Fosil yakıtlara veda etmek için çalışmalar tüm süratiyle devam ederken bu bahiste insanlık tamamen elektrikli bir geleceğe yanlışsız adım atmaya hazırlanıyor. Yenilenebilir enerji kaynakları ve bu kaynakları kullanan tüm araçlar ise bakıra muhtaçlık duyuyor. Bakır elementinin arzında yaşanan dertler ise sıfır emisyon karşısındaki en büyük mani. Bu durumda da yeni bir güç krizi doğuracak üzere görünüyor.
Dünya bakır krizi ile karşı karşıya
Elektrikli araçlar, yenilenebilir güç kaynakları ve güç depolanan bataryalar bakıra muhtaçlık duyuyor. Bir elektrikli araba, içten yanmalı bir araca nazaran 2.5 kat daha fazla bakıra muhtaçlık duyuyor. Bunun yanı sıra güneş ve rüzgar gücü tesislerinde de doğal gaz yahut kömür kullanarak elektrik üreten tesislere nazaran 2 ile 5 kat ortasında daha faza bakır kullanılıyor.
Bakır, elektriksel iletkenliği ve düşük reaktivitesi sayesinde yenilenebilir enerjiyi taşıyan altyapının da anahtarı rolünde. Kullanım alanları ortasında kablolar, transistörler ve invertörler bulunuyor. S&P Global‘in yayınladığı rapora nazaran değerli ölçüde yeni arz sağlanmadıkça yeşil enerji amaçları sekteye uğrayacak.
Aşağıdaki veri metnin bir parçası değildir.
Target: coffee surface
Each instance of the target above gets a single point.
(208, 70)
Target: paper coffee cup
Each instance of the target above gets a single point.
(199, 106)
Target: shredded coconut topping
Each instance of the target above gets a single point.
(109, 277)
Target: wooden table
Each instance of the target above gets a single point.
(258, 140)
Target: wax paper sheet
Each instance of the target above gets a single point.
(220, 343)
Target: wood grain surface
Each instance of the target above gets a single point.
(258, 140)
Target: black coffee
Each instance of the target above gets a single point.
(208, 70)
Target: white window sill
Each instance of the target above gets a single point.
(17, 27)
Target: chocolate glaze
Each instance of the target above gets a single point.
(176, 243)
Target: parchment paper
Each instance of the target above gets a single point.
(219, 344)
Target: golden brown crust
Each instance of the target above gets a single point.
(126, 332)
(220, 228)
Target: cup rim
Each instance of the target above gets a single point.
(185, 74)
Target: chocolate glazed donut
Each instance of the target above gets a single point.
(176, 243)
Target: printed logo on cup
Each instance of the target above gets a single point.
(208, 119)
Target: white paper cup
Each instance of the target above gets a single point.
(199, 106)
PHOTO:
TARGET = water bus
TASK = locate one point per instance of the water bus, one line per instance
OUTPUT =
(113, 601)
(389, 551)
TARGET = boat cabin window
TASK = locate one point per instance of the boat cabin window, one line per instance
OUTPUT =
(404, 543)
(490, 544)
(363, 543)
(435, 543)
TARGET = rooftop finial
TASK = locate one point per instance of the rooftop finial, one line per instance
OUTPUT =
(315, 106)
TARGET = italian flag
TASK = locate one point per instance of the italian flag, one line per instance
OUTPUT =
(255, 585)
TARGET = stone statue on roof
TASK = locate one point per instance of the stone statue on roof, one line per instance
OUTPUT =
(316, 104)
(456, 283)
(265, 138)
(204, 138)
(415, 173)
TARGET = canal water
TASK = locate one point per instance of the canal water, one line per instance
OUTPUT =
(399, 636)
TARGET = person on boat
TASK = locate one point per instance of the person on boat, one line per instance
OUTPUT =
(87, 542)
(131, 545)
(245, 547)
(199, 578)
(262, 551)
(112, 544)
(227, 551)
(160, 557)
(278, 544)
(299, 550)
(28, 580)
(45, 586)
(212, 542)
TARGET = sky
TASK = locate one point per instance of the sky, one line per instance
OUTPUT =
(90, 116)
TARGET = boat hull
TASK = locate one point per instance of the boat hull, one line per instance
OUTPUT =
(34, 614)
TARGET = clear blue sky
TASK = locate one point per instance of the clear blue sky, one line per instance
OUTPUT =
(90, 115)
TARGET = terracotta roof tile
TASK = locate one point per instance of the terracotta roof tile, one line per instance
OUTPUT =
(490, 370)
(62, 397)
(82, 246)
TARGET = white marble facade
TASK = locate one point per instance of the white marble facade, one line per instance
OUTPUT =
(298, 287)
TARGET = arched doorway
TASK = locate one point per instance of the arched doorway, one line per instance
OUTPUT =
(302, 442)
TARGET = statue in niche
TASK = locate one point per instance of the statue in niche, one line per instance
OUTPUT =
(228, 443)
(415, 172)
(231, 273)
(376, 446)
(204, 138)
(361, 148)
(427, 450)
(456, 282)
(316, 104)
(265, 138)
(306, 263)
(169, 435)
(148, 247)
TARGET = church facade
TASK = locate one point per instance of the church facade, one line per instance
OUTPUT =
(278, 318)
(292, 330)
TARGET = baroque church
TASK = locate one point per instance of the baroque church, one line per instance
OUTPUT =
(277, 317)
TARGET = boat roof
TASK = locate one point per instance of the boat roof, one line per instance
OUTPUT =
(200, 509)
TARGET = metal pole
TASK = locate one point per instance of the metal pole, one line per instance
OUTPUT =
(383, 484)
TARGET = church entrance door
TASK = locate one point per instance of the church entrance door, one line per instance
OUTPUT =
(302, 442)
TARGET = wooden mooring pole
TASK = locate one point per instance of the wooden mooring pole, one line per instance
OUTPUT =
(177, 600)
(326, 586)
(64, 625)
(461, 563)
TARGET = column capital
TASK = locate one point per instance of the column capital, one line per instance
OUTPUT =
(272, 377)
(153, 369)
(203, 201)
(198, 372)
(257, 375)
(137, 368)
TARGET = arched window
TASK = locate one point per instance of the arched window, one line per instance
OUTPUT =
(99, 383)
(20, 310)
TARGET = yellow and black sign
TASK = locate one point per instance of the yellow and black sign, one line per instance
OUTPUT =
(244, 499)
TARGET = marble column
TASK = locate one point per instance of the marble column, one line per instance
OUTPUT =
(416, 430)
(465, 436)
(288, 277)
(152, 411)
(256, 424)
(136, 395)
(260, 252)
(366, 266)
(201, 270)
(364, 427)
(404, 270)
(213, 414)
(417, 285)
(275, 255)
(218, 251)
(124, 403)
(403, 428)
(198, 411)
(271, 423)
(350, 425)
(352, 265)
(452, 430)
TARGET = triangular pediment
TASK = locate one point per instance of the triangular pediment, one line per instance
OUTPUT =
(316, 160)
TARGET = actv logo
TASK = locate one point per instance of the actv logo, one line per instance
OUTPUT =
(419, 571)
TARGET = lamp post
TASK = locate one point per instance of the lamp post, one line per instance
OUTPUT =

Rapora nazaran bakır talebi 2035 yılına kadar neredeyse iki katına çıkarak 50 milyon tona ulaşacağı varsayım ediliyor. 2050 yılına kadar ise talep 53 milyon tonun üzerine çıkacak. Bu sayısı daha net anlatmak ismine S&P Küresel, bu ölçünün “dünyada 1900 ile 2021 ortasında tüketilen tüm bakırdan daha fazla” olduğunu kaydetti.
Yenilenebilir enerji dağıtımı, talep artışının birçoklarını oluşturuyor. S&P Küresel; elektrikli araçlar, rüzgar gücü, güneş gücü ve bataryalar için gereksinim duyulan bakır miktarının 2035 yılına kadar üç katına çıkacağını iddia ediyor. Öteki alanlardan gelen talep artışı ile birlikte bakır muhtaçlığı daha evvel görülmemiş düzeylere çıkacak.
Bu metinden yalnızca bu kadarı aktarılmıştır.